Existem considerações tanto de ordem conceitual quanto de natureza administrativa que desaconselham fortemente tal iniciativa.
De início, é extremamente discutível que ‘a promoção de imagem’ seja algo que deva ser seriamente considerado. Não devemos esquecer que imagem, seja efeito ótico ou tropo linguístico, corresponde à suposta projeção de uma realidade determinada. Assim, em termos objetivos, para que um país (ou organização, etc.) projete uma boa imagem será imprescindível que a sua realidade interna seja consentânea com que o público externo tende a atribuir em termos de satisfatórias condições internas a países (ou empresas, etc.).

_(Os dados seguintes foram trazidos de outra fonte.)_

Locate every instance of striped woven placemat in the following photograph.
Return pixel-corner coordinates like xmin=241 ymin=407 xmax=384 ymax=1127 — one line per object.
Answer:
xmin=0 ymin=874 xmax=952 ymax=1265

Para limitarmo-nos a países, a sua imagem será a projeção através da mídia e das populações de determinadas informações que pela sua qualidade objetiva tenderão a formar um conceito agregado favorável, neutro ou desfavorável a respeito desses países.

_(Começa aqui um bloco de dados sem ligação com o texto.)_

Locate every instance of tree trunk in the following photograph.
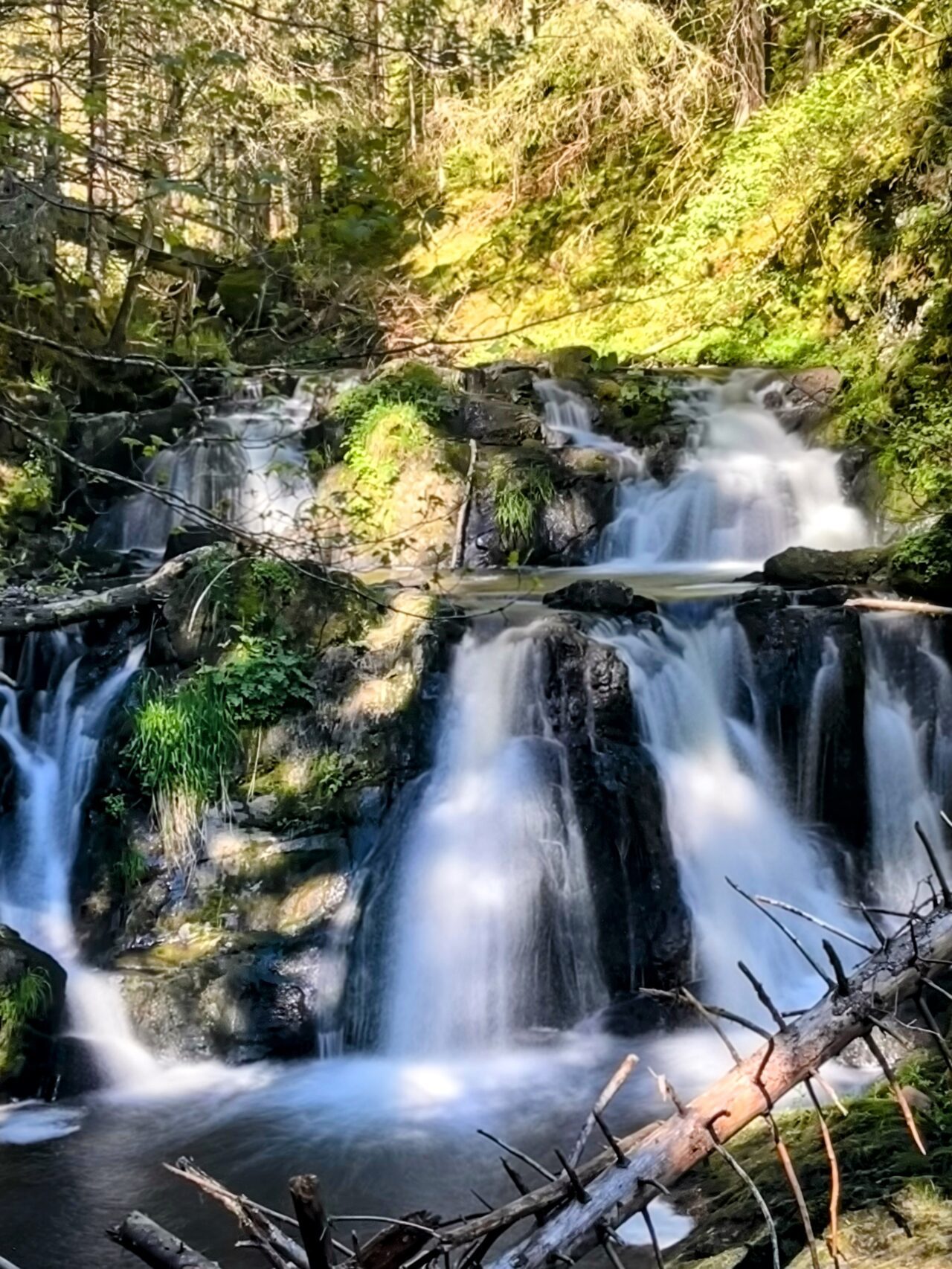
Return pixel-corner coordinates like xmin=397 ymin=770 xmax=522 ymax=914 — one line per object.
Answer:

Só a falta de conhecimento pode induzir alguém a acreditar na viabilidade de ‘criação de imagem’. A adulteração ou criação de imagens que não correspondem à realidade – o que não é novidade em termos de governos ditatoriais ou autoritários (vide, a propósito, as chamadas ‘Vilas de Potemkin’, da segunda metade do século XVIII) – nada tem a ver com uma política séria de divulgação de um país determinado.
De resto, os Estados soberanos já dispõem de mecanismos administrativos para atender não à suposta formação de imagem, mas para divulgar dados e fatos acerca da respectiva realidade nacional. Nesse sentido, uma das funções básicas da diplomacia reside na faculdade de representação do país e na defesa de seus interesses.
Verifica-se, portanto, que o Brasil, desde os albores da independência e mesmo antes, possui ministério encarregado das relações exteriores. Pela coerência da política imperial e depois republicana, a diplomacia brasileira tem sido respeitada, dentro e fora das fronteiras, pela qualidade da formação de seus diplomatas e por muitos de seus ministros de estado, com o Barão do Rio Branco à frente.
Através dos tempos, o Itamaraty tem assumido, por encargo presidencial, atribuições que foram no passado de outras pastas. Tenho presente, por exemplo, a assunção, no início dos anos sessenta do século passado, pelo Ministério das Relações Exteriores dos então escritórios comerciais. Várias outras funções, dentro de uma visão lata da representação dos interesses nacionais, tem sido formal ou informalmente assumidas. As características da Casa de Rio Branco – e a sua proficiência - tem sido a causa principal para o incremento de seus encargos.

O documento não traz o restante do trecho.